Perform many of the security functions through a program interface. You can
use APIs instead of CL commands.
Combine many individual jobs into a single server or overhead job without
compromising system security.
These APIs can be used to consolidate server jobs to reduce processing time
and storage use because the system performs job management tasks for only one
job. They also speed response time for system users.
For general information about system security, see the
topic collections in the information center Security category.
The security-related APIs are:
Add Verifier (QYDOADDV, QydoAddVerifier) adds a certificate to the local system's *SIGNATUREVERIFICATION certificate store that the local system can use later to verify the integrity of objects on the system.
Change Previous Sign-On Date (QSYCHGPR) changes the previous sign-on date and time to the current date and time for the current user of the job.
Change Service Tools User ID (QSYCHGDS) changes the ID name or the password (or both) for service tools user IDs.
Check Encrypted User Password (QSYCUPWD) checks to see if the encrypted password data for the specified user profile on the system on which this API is run is the same as the encrypted password data for the user on the system where the Retrieve Encrypted User Password (QSYRUPWD) API was run.
Check Profile Token User (QSYCHKTU, QsyChkPrfTknUser) verifies that the user profile associated with the token is the same as the current user profile in the thread.
Check System (QYDOCHKS, QydoCheckSystem) checks key operating system object's signatures.
Clear Job User Identity (QwtClearJuid()) clears any job user identity that was previously set by the QwtSetJuid() function or by the Set Job User Identity (QWTSJUID) API.
Control Intrusion Detection and Prevention (QTOQIDSC, QtoqIDSControl) activates, deactivates, recycles (deactivate and reactivate) the Intrusion Detection System (IDS) and retrieves the status (active or inactive) of the IDS.

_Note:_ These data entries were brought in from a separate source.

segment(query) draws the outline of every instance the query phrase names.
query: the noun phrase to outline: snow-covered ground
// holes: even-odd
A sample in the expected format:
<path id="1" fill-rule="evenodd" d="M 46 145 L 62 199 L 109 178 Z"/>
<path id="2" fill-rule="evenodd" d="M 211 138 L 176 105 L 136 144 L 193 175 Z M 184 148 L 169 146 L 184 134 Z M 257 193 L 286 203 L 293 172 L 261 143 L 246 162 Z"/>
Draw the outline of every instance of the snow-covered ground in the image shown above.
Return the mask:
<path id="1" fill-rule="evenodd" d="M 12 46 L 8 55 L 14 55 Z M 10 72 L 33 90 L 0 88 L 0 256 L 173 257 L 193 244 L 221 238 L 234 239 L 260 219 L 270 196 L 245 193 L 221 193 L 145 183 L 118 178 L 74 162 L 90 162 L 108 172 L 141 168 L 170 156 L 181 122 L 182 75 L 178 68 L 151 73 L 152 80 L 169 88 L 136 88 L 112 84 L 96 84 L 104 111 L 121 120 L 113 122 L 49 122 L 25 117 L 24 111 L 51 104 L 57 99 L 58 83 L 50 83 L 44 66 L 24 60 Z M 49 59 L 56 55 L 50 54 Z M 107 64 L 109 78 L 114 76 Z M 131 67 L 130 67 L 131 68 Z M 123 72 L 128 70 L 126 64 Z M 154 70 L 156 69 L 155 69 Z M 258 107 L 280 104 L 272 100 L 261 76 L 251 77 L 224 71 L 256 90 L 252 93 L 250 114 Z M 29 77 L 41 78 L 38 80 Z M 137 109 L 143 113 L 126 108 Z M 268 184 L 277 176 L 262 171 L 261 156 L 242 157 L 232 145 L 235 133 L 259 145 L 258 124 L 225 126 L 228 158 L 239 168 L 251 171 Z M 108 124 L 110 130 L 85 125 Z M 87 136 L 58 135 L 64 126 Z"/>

Generate Profile Token (QSYGENPT) verifies that the caller has authority to generate a profile token for the requested profile and then generates a profile token.
Generate Profile Token (QsyGenPrfTkn) verifies that the caller has authority to generate a profile token for the requested profile and then generates a profile token.
Generate Profile Token Extended (QsyGenPrfTknE) verifies that the caller has authority to generate a profile token for the requested profile and then generates a profile token.
Get Profile Handle (QSYGETPH) validates a user ID and password, and creates an encrypted abbreviation called a profile handle for that user profile.
Get Profile Handle (QsyGetProfileHandle) validates user IDs and passwords and creates a profile handle, for use in jobs that run under more than one user profile.
Get Profile Handle No Password (QsyGetProfileHandleNoPwd) validates user IDs and creates a profile handle, for use in jobs that run under more than one user profile.
Get Profile Token Time Out (QSYGETPT, QsyGetPrfTknTimeOut) gets the number of seconds until a profile token is not valid.
Release Profile Handle (QSYRLSPH, QsyReleaseProfileHandle) validates a given profile handle and then releases it.
Remove All Profile Tokens (QsyRemoveAllPrfTkns) provides an interface to remove all profiles on the system.
Remove All Profile Tokens For User (QsyRemoveAllPrfTknsForUser) provides an interface to remove all profile tokens that have been generated for a specific user profile.
Remove Profile Tokens (QSYRMVPT) provides an interface to remove all profile tokens that have been generated for user profiles on the system, or to remove all profile tokens that have been generated for a specific user profile.
Set Encrypted User Password (QSYSUPWD) sets the encrypted password for the specified user profile by using the receiver variable that was retrieved by the Retrieve Encrypted User Password (QSYRUPWD) API.
Set Job User Identity (QWTSJUID) performs two operations that can be used to explicitly set the job user identity of the current job.
Set Job User Identity (QwtSetJuid()) sets the job user identity of the current job to the name of the current user profile of the job.
Set Profile Handle (QWTSETP, QsySetToProfileHandle) switches the job to run under a new profile.
Set To Profile Token (QSYSETPT, QsySetToPrfTkn) validates the profile token and changes the current thread to run under the user and group profiles represented by the profile token.
Sign Buffer (QYDOSGNB, QydoSignBuffer) allows the local system to certify that the series of bytes being signed is trustworthy.
Sign Object (QYDOSGNO, QydoSignObject) allows the local system to certify that the object being signed is trustworthy as of the time the object is being signed.
Verify Buffer (QYDOVFYB, QydoVerifyBuffer) allows the local system to verify that the series of bytes signed earlier has not been tampered with.
Verify Object (QYDOVFYO, QydoVerifyObject) checks to see if an object has changed since it was signed.